The meeting and subsequent dinner got me thinking about the way I see Evert Jan, and the role he has played in my life. Evert Jan was actually the first academic that I contacted in The Netherlands when I was looking to move here. He didn’t have a position for me at the time, but did put me in contact with Geert-Jan Kroes, who offered me a Postdoctoral position. Later, Evert Jan offered me a permanent position in his research group, and I’ve been there ever since. So I’ve got a lot to be thankful to Evert Jan for. Without him, I would probably not be living in The Netherlands, would not be enjoying a career in Theoretical Chemistry, and probably would not be married to Jennifer and have two adored children.
It is obvious that I am indebted to Evert Jan, but how do I view his role in the group? To explain, I need to digress a little: Back in the 1990’s, Steven Spielberg directed his much acclaimed take on the holocaust, Schindler’s List. Not many people know it, but the movie was based on a book by the Australian author Thomas Keneally. Keneally originally called his work “Schindler’s Ark”, a reference to Noah and his efforts to save living things in an entirely different kind of holocaust. One of the masterful aspects of Keneally’s book is the ambiguity that he imbues the character of Oscar Schindler with. Is he a good man, saving Jews from the Nazis, or is he a businessman exploiting the most vulnerable in society? Or is it both?
What does this have to do with Evert Jan Baerends? Well, in many ways I see Evert Jan as the Oscar Schindler of Theoretical Chemistry. He has built up a large group of researchers, many of whom may have been destined for the intellectual wasteland of industry. I myself spent 6 months writing software for a private firm, before Evert Jan added me to his list, rescuing me from a tedious — though unquestionably more lucrative — future. And I’m not the only one. Somehow, Evert Jan finds a way to sneak good theoreticians into his group, whether by orthodox means or otherwise.
A case in point is Scientific Computing and Modeling (SCM), the company that Evert Jan set up to support and sell the Amsterdam Density Functional (ADF) package. SCM now employs four very talented theoretical chemists; without the company, there would be four less positions for Theoretical Chemists in the world, and some of the people now in its service may not have been able to find a University position.
University lectureships are only suited to a small number of scientists: those not only good in science, but also with an interest/talent for teaching, and managerial tendencies. It is not a given that those that end up in lecturing positions are the most talented scientists, and a lot of good scientists without an interest in management or education are forced to leave academia, and are wasted to the scientific world. Evert Jan seems to realize this, and has managed to retain many Theoretical Chemists that would be unsuitable as lecturers, but are otherwise first rate scientists.

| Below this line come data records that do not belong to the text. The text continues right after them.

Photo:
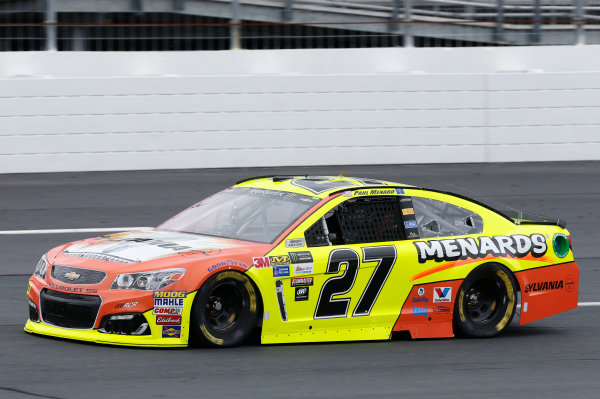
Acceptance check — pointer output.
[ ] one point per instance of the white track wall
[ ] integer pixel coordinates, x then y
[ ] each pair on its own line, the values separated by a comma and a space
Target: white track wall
118, 111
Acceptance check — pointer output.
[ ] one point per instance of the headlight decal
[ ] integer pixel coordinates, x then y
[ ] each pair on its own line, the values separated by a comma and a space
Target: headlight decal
41, 268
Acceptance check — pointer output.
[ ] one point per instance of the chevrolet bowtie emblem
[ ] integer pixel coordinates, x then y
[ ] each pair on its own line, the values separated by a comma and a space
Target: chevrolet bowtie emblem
72, 276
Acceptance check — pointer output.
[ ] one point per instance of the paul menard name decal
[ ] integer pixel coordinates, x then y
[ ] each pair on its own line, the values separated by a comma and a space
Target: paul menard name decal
517, 245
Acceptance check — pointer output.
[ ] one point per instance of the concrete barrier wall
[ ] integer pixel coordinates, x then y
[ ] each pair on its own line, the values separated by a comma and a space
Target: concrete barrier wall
117, 111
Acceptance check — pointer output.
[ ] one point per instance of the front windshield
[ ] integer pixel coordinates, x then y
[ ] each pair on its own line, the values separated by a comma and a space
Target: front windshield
249, 214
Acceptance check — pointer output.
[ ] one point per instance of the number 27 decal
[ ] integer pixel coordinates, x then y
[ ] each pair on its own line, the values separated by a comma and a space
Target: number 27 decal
327, 307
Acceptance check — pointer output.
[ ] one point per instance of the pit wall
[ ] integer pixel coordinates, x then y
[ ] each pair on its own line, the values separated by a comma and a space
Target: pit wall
86, 111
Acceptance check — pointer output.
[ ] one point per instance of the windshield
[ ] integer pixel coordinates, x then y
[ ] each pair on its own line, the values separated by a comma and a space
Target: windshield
249, 214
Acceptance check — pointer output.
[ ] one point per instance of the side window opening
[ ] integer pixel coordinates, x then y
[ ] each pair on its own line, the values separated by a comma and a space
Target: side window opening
439, 219
356, 221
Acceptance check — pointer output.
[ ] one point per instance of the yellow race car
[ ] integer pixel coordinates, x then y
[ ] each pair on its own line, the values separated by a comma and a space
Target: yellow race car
308, 259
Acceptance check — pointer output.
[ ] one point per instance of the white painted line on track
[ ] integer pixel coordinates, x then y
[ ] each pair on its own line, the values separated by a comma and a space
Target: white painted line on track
59, 231
588, 304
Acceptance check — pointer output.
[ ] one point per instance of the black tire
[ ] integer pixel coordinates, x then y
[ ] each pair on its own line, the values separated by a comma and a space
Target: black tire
486, 302
225, 310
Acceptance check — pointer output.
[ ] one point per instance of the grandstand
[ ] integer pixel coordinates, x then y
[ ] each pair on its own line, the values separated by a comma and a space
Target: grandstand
163, 25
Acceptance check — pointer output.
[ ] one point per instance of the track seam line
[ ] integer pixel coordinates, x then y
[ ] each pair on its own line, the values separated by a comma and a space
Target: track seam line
59, 231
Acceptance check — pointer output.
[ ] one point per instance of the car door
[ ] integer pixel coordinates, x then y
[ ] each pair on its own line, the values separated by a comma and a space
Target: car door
336, 279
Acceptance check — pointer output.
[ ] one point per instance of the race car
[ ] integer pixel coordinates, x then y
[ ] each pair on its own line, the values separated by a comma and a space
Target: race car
308, 259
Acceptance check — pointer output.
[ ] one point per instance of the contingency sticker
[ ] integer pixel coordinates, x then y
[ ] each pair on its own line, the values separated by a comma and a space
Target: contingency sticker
171, 331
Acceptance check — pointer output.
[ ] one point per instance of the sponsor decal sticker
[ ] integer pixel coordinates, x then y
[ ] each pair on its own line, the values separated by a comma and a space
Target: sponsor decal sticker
517, 246
279, 260
442, 294
302, 268
168, 320
126, 305
167, 311
302, 281
544, 286
300, 257
77, 290
569, 283
226, 263
295, 243
420, 310
261, 262
410, 224
281, 271
301, 293
171, 331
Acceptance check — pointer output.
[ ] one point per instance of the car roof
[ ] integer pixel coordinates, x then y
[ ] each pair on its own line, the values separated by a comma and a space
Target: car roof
316, 186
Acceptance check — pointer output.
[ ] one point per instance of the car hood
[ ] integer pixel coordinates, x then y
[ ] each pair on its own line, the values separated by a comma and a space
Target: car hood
145, 245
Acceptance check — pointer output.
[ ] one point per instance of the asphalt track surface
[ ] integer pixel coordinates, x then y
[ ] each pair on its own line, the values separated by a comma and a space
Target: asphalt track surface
558, 357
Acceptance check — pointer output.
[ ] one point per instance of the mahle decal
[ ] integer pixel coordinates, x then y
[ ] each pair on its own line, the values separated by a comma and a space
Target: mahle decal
517, 245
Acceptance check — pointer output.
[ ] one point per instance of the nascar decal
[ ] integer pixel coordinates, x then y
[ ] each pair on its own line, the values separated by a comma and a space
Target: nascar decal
517, 245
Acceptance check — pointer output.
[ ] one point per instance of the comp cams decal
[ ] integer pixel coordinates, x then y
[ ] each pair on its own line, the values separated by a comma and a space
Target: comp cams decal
517, 245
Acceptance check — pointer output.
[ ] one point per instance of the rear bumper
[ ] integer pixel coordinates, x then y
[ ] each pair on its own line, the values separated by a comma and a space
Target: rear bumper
548, 290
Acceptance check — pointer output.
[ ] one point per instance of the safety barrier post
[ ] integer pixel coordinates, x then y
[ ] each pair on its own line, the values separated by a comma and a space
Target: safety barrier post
235, 30
580, 26
50, 21
408, 38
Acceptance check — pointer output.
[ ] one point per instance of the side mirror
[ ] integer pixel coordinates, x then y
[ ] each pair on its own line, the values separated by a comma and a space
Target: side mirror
432, 226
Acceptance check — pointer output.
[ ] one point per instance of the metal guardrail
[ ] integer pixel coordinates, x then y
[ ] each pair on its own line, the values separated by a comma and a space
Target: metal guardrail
108, 25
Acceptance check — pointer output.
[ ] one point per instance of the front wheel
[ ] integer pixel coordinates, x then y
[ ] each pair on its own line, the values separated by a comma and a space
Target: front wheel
225, 310
486, 302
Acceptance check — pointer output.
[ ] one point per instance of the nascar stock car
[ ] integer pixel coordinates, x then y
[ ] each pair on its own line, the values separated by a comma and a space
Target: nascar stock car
308, 259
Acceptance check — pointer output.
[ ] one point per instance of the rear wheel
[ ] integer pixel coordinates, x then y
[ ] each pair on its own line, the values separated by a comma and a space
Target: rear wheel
225, 310
486, 302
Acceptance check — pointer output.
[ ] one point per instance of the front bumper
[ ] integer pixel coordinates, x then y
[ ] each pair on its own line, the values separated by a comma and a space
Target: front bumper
176, 335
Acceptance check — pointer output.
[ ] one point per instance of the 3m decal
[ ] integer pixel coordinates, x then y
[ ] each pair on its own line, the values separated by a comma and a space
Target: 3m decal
327, 307
442, 294
301, 294
447, 250
168, 320
280, 299
303, 281
171, 331
410, 224
226, 263
279, 260
302, 268
295, 243
544, 286
300, 257
261, 262
281, 271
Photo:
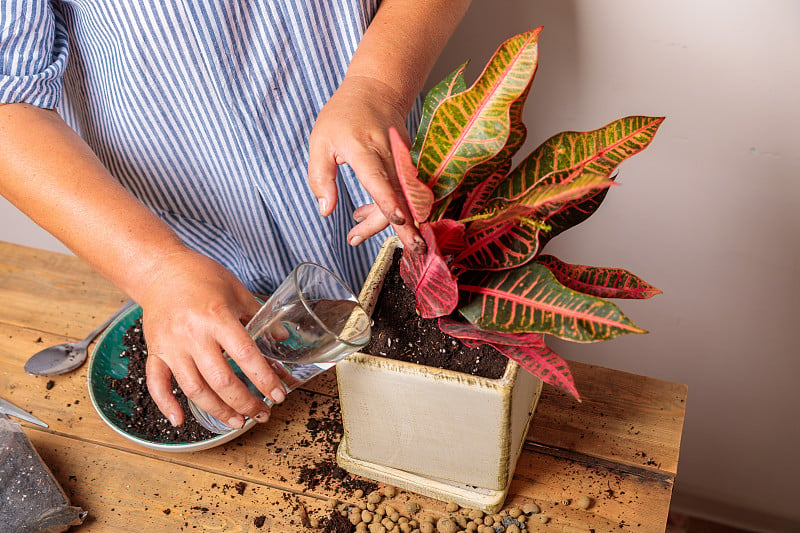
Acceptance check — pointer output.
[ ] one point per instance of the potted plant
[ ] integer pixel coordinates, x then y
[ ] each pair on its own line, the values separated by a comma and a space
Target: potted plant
485, 281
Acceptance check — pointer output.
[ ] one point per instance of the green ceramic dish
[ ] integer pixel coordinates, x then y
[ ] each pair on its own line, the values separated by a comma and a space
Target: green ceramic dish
106, 361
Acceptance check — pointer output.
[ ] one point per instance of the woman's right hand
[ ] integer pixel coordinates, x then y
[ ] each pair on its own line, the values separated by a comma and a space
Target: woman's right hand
193, 310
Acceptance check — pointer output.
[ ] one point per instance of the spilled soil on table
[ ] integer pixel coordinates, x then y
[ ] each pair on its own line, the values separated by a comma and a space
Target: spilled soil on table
398, 333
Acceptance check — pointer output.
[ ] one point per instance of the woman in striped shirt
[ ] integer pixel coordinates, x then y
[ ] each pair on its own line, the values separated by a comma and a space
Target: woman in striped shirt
186, 150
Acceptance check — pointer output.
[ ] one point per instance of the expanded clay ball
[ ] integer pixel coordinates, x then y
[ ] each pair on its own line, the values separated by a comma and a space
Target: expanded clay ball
583, 502
446, 525
475, 514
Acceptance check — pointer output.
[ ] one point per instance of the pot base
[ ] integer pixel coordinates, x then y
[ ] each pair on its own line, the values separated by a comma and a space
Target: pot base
486, 500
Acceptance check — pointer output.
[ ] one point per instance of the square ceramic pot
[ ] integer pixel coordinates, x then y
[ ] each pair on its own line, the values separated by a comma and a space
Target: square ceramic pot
445, 434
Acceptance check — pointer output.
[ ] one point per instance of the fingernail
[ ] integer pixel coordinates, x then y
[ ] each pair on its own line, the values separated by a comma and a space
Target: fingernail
277, 395
420, 247
236, 422
398, 217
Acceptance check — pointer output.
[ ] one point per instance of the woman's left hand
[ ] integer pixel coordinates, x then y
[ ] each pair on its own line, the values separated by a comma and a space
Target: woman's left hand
353, 128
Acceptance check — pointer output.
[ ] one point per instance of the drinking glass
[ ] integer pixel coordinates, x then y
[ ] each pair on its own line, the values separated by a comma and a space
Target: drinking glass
311, 322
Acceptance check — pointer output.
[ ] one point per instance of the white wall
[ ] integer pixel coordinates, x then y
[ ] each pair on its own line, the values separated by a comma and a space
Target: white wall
708, 213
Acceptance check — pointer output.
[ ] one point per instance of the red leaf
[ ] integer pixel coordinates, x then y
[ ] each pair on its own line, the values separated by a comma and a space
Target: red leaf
598, 281
527, 349
418, 195
429, 277
449, 235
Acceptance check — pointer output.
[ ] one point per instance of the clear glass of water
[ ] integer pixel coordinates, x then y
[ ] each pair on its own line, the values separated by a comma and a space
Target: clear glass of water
311, 322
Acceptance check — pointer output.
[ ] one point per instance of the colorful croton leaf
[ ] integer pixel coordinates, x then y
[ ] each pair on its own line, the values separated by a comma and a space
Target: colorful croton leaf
485, 223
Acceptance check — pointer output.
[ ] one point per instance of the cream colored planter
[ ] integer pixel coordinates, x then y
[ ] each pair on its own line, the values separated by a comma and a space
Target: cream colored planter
444, 434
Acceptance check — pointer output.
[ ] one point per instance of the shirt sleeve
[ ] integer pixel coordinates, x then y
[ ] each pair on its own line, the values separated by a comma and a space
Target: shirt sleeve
33, 52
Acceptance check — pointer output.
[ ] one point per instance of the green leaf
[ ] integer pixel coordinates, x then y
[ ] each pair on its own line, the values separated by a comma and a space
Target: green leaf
572, 215
506, 234
569, 153
603, 282
527, 349
539, 203
473, 126
508, 244
454, 83
529, 299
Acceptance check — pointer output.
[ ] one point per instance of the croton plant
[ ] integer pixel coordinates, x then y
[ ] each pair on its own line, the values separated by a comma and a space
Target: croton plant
485, 223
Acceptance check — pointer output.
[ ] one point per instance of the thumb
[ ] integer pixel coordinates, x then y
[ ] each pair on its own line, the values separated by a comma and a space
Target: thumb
322, 178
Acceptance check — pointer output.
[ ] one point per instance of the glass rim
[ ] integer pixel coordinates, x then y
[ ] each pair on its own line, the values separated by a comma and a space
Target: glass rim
343, 284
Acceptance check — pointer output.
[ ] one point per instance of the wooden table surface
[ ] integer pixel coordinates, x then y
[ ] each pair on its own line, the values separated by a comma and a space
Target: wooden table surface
619, 446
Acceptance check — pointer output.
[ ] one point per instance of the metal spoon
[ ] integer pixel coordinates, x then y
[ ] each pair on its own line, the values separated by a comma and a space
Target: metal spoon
66, 357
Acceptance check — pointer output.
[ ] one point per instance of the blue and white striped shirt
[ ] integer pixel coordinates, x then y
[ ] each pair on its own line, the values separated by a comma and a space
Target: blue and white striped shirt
203, 111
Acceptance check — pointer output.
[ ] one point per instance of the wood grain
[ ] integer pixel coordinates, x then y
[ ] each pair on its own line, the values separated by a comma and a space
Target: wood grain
620, 445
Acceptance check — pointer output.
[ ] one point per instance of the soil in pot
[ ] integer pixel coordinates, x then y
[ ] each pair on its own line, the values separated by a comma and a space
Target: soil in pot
400, 333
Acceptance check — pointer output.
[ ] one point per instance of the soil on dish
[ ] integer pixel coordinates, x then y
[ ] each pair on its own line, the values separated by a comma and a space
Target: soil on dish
145, 420
400, 333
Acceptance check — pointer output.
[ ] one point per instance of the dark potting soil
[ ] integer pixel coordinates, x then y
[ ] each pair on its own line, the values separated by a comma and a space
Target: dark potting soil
145, 419
400, 333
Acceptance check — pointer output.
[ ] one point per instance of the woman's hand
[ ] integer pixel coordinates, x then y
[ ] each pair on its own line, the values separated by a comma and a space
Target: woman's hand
193, 310
353, 128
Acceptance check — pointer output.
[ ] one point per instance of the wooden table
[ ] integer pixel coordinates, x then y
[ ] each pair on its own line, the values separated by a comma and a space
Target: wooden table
619, 446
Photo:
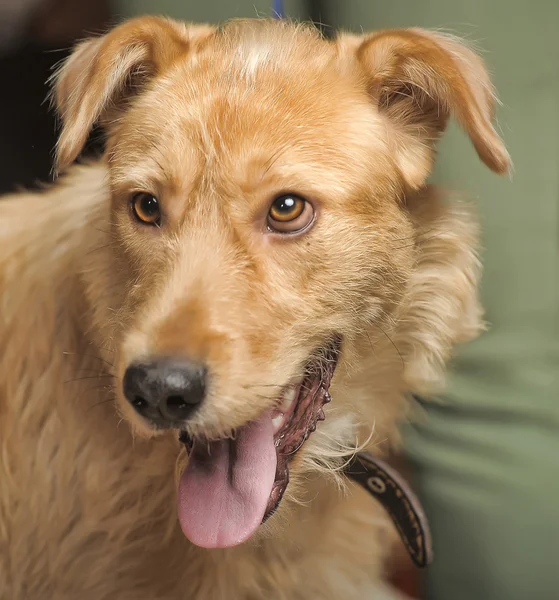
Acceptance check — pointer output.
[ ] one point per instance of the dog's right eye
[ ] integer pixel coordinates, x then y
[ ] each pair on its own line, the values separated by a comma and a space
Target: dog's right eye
146, 208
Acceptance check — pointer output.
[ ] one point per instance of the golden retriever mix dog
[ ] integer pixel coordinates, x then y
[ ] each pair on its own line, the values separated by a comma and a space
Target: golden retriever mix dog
173, 314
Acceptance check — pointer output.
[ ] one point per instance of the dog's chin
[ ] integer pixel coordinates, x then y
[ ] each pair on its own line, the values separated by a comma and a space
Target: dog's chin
256, 457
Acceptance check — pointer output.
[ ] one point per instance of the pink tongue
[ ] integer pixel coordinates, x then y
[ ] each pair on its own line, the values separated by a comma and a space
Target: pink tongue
225, 488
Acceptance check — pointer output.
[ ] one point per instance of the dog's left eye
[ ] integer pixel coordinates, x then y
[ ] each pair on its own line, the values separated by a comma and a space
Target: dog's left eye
146, 208
290, 214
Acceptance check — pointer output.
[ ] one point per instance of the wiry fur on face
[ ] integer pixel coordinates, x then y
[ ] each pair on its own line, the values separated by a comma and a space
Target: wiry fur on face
216, 123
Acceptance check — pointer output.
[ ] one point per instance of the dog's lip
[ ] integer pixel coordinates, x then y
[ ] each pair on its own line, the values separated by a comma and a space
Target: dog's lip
306, 410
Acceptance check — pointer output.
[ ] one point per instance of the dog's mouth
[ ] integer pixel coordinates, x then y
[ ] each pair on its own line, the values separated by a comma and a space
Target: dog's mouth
231, 486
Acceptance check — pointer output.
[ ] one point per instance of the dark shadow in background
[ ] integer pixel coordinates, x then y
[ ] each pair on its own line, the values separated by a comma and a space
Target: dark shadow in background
27, 125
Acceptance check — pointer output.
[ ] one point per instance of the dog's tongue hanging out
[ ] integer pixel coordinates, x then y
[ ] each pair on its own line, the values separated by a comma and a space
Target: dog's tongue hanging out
224, 490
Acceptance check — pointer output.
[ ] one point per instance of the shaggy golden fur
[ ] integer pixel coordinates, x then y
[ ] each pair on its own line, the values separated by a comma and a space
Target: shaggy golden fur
216, 122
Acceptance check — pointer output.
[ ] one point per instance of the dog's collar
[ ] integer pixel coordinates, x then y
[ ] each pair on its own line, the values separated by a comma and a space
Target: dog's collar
388, 487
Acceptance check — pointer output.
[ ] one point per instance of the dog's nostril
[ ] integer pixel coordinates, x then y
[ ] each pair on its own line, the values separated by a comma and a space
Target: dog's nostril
165, 390
176, 402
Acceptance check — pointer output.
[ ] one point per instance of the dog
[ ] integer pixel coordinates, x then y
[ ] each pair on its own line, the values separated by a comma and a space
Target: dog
257, 237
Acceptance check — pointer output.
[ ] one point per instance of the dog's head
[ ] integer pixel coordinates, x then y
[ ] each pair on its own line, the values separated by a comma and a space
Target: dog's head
270, 232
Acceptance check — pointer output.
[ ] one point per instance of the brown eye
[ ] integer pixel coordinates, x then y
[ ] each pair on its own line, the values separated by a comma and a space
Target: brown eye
289, 214
146, 208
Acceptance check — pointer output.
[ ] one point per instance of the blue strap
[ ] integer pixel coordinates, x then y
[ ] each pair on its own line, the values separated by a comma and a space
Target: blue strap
278, 9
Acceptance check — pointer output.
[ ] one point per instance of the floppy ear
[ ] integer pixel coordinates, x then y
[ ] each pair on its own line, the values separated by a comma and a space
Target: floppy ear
418, 79
102, 72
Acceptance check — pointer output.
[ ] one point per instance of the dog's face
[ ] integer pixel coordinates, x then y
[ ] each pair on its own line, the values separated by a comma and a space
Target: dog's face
259, 176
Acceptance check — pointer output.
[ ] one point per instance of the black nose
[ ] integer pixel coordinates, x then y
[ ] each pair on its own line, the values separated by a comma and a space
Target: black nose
165, 390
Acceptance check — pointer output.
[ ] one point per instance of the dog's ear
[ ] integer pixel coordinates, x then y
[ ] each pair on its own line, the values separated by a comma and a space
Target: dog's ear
102, 72
418, 79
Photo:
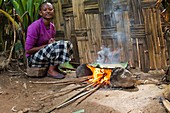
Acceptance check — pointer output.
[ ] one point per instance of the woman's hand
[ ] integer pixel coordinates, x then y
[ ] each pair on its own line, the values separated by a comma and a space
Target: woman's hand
51, 41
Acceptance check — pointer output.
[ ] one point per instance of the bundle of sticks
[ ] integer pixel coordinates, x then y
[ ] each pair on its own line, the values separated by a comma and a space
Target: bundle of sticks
86, 90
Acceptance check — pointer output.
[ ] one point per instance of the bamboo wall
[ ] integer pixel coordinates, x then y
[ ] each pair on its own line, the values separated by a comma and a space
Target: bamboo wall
133, 25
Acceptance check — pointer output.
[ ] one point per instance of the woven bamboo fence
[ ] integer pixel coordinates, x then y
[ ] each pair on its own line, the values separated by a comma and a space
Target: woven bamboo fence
135, 26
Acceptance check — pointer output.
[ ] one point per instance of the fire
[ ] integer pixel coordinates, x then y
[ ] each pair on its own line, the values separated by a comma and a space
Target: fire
100, 75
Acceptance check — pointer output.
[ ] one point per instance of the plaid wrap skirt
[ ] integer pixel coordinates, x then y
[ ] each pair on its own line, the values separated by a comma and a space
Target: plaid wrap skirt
52, 54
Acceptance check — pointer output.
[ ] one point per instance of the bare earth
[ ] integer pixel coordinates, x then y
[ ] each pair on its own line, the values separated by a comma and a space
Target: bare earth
19, 95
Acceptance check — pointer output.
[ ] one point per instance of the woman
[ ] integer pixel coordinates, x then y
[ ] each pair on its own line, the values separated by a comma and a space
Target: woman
41, 48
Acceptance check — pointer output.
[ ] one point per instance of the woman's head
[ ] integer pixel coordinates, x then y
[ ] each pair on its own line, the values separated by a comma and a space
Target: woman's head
46, 10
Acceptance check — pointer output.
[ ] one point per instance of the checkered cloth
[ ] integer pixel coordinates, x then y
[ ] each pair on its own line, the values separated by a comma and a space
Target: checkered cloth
52, 54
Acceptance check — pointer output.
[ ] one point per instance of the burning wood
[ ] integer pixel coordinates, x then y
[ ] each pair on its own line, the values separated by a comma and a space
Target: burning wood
113, 77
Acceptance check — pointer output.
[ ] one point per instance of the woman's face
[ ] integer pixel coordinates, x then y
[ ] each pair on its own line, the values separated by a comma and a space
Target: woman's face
47, 11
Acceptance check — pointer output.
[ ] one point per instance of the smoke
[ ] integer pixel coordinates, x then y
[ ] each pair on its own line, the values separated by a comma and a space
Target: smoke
108, 56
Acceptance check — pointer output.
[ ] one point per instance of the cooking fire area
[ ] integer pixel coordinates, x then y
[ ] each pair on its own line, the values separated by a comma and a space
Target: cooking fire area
89, 78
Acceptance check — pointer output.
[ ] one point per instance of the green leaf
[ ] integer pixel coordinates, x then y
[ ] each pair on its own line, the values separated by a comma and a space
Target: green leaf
30, 8
16, 6
10, 18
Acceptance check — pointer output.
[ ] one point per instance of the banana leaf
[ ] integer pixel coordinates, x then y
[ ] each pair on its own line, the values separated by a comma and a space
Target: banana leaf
30, 8
10, 18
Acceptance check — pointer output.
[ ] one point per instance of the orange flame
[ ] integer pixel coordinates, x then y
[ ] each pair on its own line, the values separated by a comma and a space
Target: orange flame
100, 75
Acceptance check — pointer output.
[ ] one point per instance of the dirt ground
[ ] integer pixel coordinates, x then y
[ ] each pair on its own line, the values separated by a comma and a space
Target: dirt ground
18, 94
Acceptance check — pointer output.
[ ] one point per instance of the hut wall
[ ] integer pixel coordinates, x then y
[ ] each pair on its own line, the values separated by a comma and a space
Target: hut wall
134, 26
146, 31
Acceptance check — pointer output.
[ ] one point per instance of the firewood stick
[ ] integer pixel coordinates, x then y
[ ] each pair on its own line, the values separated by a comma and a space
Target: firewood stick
79, 92
67, 102
94, 90
61, 93
62, 81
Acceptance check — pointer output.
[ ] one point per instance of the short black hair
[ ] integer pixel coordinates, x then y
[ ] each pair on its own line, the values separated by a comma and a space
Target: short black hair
42, 3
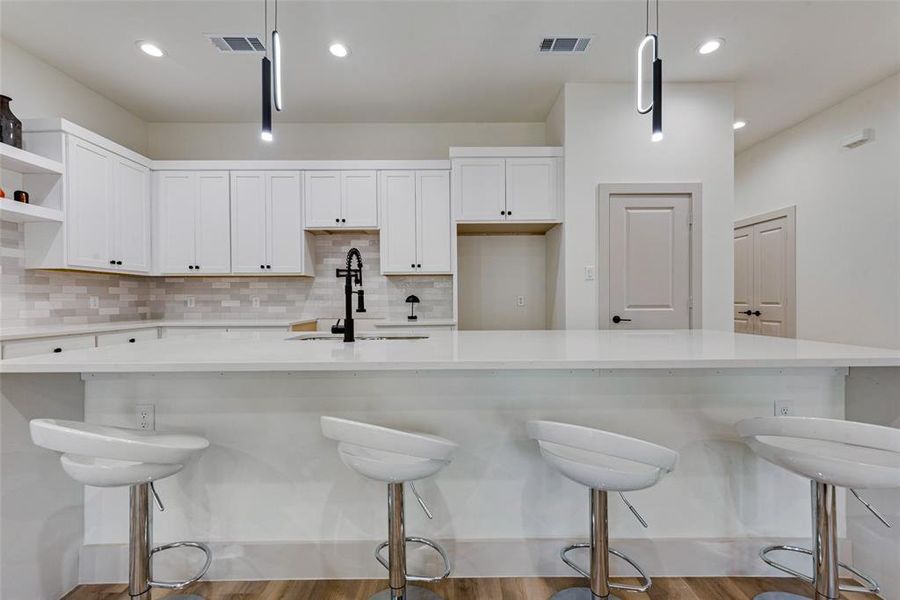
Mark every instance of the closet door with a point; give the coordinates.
(433, 221)
(212, 212)
(89, 207)
(398, 222)
(285, 227)
(248, 222)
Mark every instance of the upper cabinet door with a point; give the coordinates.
(359, 199)
(323, 198)
(174, 235)
(213, 223)
(479, 188)
(285, 223)
(433, 217)
(249, 223)
(89, 205)
(398, 222)
(131, 210)
(532, 189)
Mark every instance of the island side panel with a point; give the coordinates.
(873, 396)
(276, 501)
(41, 508)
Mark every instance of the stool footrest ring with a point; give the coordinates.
(177, 585)
(870, 585)
(426, 542)
(646, 581)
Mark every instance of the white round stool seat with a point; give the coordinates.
(106, 472)
(832, 451)
(599, 459)
(385, 454)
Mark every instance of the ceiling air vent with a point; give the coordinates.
(564, 45)
(236, 42)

Of course, just as with Oscar Schindler, it is a two-way street — Evert Jan also benefits from his ark. The scientists in his group have made it one of the best performing Chemistry groups in The Netherlands, so you needn’t feel sorry for him. Just as for Schindler, the question of whether he is a charitable man, or a exploitative one, or both, is of no practical concern. The results speak for themselves.